Playboy took the post down Monday after a handful of conservative bloggers protested it upon receiving a promotional news release from the magazine describing the post. And talk about bad timing, the post happened to appear the same day as a new CEO took over at Playboy, lured away, ironically, from Freedom Communications, owner of the Orange County Register, home of a long-time conservative editorial page.
Media Lizzy described the Playboy post as a manifestation of an “inner rapist,” and it is difficult to see much in the way of meaningful distrinctions between rape and a sexual act whose initiator himself links it with hate and in terms that fall just short of violence and against women because of their political views. To be sure, rape as a political weapon is not a new thing, nor is it uniquely associated with a particular portion of the ideological spectrum.
That said, though, the issue posed by the Playboy post, the anonymous TPM poster and an abundance of evidence from 19th and 20th Century political history is this: Is injurious or lethal violence more or less likely to be used as a political weapon by advocates of the Left or the Right?
Advocates on the Left have for a decade or more been quick to accuse the Right of creating an “atmosphere of hate” that leads to violence. Clinton administration officials used that term within hours of the Oklahoma City bombing in 1995, and variations on the theme quickly circulated on the Left side of the Blogosphere following the Tiller murder.
But, with possible exceptions from South and Central America, violence from the Right against political opponents tends to be sporadic, isolated and, most crucially, not justified as a matter of ideological consistency. The “enemies of the people” trope has been deservedly and uniquely associated with the Left since Lenin and the communist revolution in Russia in 1917, and even before that with the Revolution in France.

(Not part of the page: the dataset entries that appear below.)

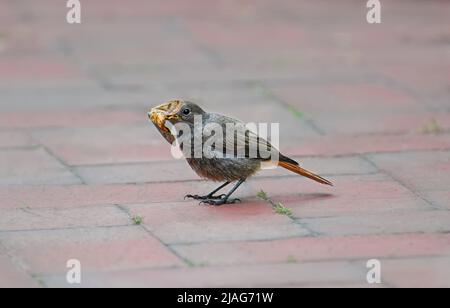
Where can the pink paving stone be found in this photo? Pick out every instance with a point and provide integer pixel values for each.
(317, 249)
(105, 145)
(38, 219)
(385, 223)
(33, 167)
(440, 198)
(274, 275)
(70, 118)
(362, 144)
(83, 195)
(422, 171)
(13, 277)
(35, 68)
(379, 123)
(417, 272)
(356, 94)
(187, 222)
(11, 139)
(98, 249)
(351, 195)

Virtually without fail, it is regimes of the Left that create, as a matter of policy, horrors like Lenin’s Red Terror, the Gulags of Siberia, and Stalin’s death lists, as well as the Killing Fields of Pol Pot’s Cambodia, the “re-education camps” of Mao’s China, Ho Chi Minh’s Viet Nam and Kim il-Sung’s North Korea, the furnaces of Hitler’s National Socialism, Castro’s death camps, and on and on and on. Indeed, there have been so many milions sacrified on the Left’s revolutionary altars that a memorial to its victims was erected in Washington, D.C. in 2007.
So we must ask, what is it in the ideological makeup of the Left that encourages systematic and purposeful violence against political opponents? Is there a unique pathology associated with leftism? Are there signs of its onset – such as advocating hatef–ks or impatience with “global warming deniers” – that others should be wary of? And if there is such a pathology of the Left, what, if anything, can or should be done about it?
UPDATE: Deconstructing the “climate of hate”
Caleb Howe at RedState.com takes a penetrating look at the Left and Sarah Palin, evangelical Christians and Pvt. William A. Long. Not sure who the latter is? He’s the young U.S. soldier killed by Abdulhakim Mujahid Muhammad. Not sure who the latter is? Interesting, isn’t it, that the liberal media has all kinds of concern about the rights of those terrorists at Gitmo, but hardly any at all about a Muslim convert attacking a U.S. military recruiting station and killing a U.S. soldier.
And Michelle Malkin wonders if President Obama is ever going to acknowledge Long’s death and sacrifice for his country.